Thanks for the confidence in me and my refining but I don't know if I'm that good as I have never refined any chips yet... still saving up and planning how to do my incineration when the snow has gone. Talking about snow... we got 20 cm more today, it was a surprise waking up in a white world this morning. 

I could probably do the refining in the summer, but it is still a couple of months till then. Remind me in three months if you haven't gotten your chips refined until then. It was a very generous offer so I guess someone else will do it for you long before that.

Göran


----------



## patnor1011 (Apr 9, 2013)

They are heavier, thicker but then, you will not know unless you process them. I spent couple of months processing different types of IC many batches, just to find out more solid yields estimates but it is never ending battle. 
I mean yields vary significantly as there is very hard to put together batch of the same material and even then result will be good only for person who will process exactly the same material. While I did got the same yields like Arthur got, sometimes even slightly more, there were batches where I did not got even half of it.
I am confident that you can process 3 kg of material yourself, just follow what you see in my thread - in my signature. You can contact me in pm if you will need some advice I will try to help you.
I appreciate your offer but at this time I am very busy it just happened that too many things are changing and moving too fast around me and I do not have enough time I used to have.


----------



## canedane (Apr 10, 2013)

I am confident that you can process 3 kg of material yourself, just follow what you see in my thread - in my signature. You can contact me in pm if you will need some advice I will try to help you.
I appreciate your offer but at this time I am very busy it just happened that too many things are changing and moving too fast around me and I do not have enough time I used to have.[/quote]

Thank you Patnor.
Okey here i go for my first gold after being collecting for nearly 13 years,and study this forum the most nights. The chips are incinirated now,and all the ash is light grey. I will report the yeild when im finish, but it will take time, i have to be sure im do it right and i do it safe,
Thanks to all these helpfull and freindly people at the forum.


----------



## Ubongrex (May 24, 2016)

Hello please I need clarification as a newbie. The rams we are talking about that yields about 2kg per kilo- could it be the closed cut fingers or the full ramstick.
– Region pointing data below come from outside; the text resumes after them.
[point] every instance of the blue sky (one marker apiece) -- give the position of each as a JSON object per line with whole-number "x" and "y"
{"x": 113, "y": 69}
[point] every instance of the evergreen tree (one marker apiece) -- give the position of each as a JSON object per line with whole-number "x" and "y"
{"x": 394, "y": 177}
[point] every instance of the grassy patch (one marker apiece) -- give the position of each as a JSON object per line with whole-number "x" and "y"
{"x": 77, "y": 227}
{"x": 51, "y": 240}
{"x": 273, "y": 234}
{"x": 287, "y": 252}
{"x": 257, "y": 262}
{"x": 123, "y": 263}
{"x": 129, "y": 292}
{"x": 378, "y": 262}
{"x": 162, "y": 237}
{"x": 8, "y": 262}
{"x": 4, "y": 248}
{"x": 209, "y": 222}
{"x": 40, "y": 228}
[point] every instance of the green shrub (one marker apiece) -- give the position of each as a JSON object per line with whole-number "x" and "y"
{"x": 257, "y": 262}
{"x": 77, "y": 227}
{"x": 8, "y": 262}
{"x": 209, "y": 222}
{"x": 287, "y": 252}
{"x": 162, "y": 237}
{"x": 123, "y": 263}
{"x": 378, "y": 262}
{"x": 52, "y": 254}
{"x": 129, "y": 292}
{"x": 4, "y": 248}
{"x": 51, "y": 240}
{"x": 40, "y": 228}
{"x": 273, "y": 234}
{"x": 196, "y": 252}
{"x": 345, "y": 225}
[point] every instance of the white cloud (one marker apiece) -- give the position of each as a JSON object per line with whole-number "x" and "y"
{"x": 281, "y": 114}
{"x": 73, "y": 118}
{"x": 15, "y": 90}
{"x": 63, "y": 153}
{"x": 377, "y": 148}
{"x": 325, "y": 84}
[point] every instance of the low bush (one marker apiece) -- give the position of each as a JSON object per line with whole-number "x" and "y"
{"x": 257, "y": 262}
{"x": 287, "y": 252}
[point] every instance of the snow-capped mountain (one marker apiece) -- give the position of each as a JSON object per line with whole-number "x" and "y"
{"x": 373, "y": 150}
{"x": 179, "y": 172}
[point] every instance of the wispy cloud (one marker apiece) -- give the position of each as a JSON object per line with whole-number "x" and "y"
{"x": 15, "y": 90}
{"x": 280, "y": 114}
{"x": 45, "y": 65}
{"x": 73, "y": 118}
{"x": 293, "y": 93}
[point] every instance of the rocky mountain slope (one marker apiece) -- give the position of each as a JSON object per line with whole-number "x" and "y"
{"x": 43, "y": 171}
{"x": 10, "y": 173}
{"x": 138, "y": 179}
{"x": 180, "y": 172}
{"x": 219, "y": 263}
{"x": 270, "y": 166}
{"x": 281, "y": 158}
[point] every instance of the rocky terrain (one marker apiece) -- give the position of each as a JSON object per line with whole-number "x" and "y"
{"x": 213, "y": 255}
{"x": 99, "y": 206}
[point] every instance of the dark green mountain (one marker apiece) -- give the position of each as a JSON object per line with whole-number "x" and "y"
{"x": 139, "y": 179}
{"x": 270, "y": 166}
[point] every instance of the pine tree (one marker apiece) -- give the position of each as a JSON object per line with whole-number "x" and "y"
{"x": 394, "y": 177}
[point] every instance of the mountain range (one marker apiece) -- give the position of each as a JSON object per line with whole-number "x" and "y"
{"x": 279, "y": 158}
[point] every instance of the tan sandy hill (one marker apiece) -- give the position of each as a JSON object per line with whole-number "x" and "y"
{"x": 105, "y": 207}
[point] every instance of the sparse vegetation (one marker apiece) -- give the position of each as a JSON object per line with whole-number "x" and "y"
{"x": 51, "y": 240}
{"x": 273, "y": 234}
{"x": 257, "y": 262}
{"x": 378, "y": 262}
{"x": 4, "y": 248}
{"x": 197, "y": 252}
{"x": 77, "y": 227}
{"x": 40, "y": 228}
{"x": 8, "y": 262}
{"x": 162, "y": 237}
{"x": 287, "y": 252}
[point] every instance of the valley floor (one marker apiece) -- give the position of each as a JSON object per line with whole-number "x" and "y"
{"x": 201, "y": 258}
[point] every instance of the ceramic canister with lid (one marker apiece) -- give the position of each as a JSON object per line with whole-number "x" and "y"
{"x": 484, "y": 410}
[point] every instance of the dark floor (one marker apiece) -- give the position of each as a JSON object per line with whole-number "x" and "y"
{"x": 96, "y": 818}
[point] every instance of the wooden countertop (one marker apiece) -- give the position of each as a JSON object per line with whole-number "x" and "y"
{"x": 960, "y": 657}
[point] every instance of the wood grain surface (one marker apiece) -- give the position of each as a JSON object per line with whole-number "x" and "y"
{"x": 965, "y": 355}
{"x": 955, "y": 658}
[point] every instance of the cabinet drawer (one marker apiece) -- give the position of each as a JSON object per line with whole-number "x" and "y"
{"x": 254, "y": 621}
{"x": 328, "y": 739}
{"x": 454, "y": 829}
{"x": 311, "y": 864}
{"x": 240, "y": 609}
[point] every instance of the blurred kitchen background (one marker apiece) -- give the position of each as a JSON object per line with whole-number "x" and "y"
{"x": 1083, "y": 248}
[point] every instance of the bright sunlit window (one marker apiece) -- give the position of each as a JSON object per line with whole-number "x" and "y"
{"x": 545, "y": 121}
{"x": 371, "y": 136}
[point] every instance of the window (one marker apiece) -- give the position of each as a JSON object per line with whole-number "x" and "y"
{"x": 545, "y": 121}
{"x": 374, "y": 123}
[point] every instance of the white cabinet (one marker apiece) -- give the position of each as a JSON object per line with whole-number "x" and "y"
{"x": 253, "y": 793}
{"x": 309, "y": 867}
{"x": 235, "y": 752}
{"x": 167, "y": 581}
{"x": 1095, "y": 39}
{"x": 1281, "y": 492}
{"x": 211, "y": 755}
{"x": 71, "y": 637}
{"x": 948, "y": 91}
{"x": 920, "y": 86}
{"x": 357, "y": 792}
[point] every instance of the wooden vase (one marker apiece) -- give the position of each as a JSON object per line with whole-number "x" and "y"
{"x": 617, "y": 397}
The reason I am asking is because I hope to buy the ram stick, so I'm trying to estimate what my possible outcome could be.

Please don't take the question as being foolish, I hope you can understand. I just need help. Thanks.

Rex


----------



## nickvc (May 25, 2016)

Ubongrex said:


> Hello please I need clarification as a newbie. The rams we are talking about that yields about 2kg per kilo- could it be the closed cut fingers or the full ramstick.
> 
> The reason I am asking is because I hope to buy the ram stick, so I'm trying to estimate what my possible outcome could be.
> 
> ...



I doubt you will get 2 grams a kilo from any ram sticks, they average around a gram a kilo.
The guys were talking about the removed chips and cut fingers not whole ram.


----------